Health Insurance for All

Thanks to Seven Days for [“Code Red,” May 7], on how the state’s health care leaders are scrambling to prevent another colossal insurance hike in rates or the implosion of the state’s health care system. It is excessively telling and sad that Rep. Alyssa Black (D-Essex), chair of the House Health Care Committee, and three other members of her committee have to go without health insurance because “the unrelenting price hikes” have elevated costs beyond their reach, and they are legislators.

These legislators who have to go without health insurance are in a position to at least do something about it. We are not. I support that health insurance should be part of serving as a legislator, yet only as long as we who are paying it do not have to go without.

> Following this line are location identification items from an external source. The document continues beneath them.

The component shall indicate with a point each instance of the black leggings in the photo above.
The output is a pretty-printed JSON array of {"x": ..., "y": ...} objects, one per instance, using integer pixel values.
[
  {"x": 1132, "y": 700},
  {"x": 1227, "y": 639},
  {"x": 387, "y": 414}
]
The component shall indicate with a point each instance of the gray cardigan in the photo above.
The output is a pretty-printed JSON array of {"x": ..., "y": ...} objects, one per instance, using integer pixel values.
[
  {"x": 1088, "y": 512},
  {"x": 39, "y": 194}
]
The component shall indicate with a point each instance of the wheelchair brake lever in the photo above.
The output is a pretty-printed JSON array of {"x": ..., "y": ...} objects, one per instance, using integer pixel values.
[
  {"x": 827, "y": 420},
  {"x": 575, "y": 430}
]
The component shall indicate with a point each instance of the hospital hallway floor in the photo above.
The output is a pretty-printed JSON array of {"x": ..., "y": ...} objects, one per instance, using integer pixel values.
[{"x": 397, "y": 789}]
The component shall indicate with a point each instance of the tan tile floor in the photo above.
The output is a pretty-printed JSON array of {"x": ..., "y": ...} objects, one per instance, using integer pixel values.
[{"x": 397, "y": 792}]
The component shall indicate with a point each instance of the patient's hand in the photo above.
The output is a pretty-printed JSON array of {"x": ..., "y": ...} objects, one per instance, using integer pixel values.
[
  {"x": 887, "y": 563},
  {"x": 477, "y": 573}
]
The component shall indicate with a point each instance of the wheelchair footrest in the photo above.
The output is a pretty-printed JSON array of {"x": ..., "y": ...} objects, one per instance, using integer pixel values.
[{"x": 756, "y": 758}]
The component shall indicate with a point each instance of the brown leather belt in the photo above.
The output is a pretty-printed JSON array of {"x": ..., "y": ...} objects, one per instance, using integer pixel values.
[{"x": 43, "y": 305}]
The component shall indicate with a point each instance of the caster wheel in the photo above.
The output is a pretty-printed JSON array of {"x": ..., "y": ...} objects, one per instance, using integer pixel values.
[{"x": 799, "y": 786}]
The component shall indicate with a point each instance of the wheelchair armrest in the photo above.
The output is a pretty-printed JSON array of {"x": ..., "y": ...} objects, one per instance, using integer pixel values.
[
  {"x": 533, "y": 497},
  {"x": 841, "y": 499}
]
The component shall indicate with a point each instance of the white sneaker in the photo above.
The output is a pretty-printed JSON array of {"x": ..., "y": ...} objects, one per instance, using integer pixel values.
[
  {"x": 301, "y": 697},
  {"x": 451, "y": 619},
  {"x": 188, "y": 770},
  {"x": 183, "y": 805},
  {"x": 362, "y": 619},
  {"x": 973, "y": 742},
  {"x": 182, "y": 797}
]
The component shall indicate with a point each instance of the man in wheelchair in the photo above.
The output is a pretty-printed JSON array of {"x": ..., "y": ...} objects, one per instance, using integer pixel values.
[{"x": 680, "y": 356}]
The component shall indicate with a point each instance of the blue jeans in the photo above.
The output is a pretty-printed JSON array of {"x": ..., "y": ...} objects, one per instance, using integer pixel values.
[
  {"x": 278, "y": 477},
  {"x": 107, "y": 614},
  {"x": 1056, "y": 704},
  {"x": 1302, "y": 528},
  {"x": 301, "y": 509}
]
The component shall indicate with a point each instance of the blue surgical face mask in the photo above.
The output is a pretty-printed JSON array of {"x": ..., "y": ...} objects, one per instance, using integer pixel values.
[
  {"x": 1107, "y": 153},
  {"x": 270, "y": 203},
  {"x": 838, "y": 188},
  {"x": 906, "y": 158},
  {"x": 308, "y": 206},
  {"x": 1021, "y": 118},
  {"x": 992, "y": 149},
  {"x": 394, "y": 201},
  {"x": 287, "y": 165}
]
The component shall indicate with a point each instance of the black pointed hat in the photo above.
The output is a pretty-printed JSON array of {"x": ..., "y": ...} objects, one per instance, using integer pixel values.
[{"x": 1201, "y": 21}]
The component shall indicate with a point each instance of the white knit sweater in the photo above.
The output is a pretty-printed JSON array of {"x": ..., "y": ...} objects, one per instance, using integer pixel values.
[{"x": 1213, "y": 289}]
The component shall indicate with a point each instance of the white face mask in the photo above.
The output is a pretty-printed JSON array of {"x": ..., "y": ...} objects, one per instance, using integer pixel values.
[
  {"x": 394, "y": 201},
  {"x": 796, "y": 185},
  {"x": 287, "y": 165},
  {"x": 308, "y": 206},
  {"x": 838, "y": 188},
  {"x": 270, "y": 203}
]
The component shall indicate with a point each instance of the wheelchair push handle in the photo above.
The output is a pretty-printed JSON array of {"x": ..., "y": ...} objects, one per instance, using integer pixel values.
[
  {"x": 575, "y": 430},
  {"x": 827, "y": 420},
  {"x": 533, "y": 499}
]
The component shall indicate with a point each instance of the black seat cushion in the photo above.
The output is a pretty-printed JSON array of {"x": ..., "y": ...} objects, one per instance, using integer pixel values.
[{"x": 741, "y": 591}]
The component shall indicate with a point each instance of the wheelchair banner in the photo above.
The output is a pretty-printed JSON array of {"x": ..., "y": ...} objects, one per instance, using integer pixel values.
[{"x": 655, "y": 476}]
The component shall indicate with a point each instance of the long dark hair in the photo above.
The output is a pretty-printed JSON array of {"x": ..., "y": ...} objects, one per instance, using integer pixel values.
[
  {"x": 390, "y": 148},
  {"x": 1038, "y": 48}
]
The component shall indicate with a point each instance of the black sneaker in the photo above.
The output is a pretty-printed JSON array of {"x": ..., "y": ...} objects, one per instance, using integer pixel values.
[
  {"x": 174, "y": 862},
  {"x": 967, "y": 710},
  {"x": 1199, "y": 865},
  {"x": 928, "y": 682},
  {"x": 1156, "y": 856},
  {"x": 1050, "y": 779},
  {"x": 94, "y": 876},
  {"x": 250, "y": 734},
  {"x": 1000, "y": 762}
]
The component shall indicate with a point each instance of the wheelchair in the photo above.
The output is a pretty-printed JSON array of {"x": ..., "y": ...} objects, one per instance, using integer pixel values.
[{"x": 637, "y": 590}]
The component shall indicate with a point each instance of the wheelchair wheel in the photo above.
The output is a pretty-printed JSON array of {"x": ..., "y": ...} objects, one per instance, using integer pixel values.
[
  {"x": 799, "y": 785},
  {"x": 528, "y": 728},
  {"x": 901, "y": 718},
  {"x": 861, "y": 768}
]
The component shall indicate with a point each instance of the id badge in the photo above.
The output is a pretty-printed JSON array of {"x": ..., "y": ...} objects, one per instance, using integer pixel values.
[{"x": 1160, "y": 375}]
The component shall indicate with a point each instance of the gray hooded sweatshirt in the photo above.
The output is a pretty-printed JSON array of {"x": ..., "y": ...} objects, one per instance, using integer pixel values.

The trouble with this newest crisis is that it is déjà vu. We’ve been here before. It seems like we never leave it. Every year Blue Cross Blue Shield is hitting us up through the Green Mountain Care Board for another “major insurance hike.” After this year’s hike is granted, it’ll be the same or similar next year, the year after that and so on.

Rep. Lori Houghton (D-Essex Junction) said of BCBS: “If we lose them, we’re screwed.” Maybe we’ll be even more screwed if we keep them instead of finally, at last, adopting a publicly funded health care system.

Walter Carpenter

Montpelier

‘Let Your Voice Be Heard’

[Re “Senate Passes Education Reform Bill After Days of Political Wrangling,” May 23, online]: Kudos, as always, to education reporter Alison Novak for her piece published last Friday on the Senate passing an amended version of H.454 after the whirlwind finish to last week’s activities. While there still is work to do, Gov. Phil Scott has flatly stated he will veto anything that doesn’t reduce costs, but funding is only one aspect of the three being looked at to improve education, along with governance structure and, most importantly, quality.

The Commission on the Future of Public Education in Vermont has engaged a communications group to gather public input from throughout the state through virtual sessions. Let your voice be heard by signing up for one of these sessions. There are currently two scheduled for the last week in May (Wednesday, May 28, 9:30 to 11 a.m., and Thursday, May 29, 6 to 7:30 p.m.) and one in June (Wednesday, June 11, 6 to 7:30 p.m.). Find links at the Vermont Agency of Education’s website by clicking on “State Boards and Councils” and going from there to the Commission on the Future’s page.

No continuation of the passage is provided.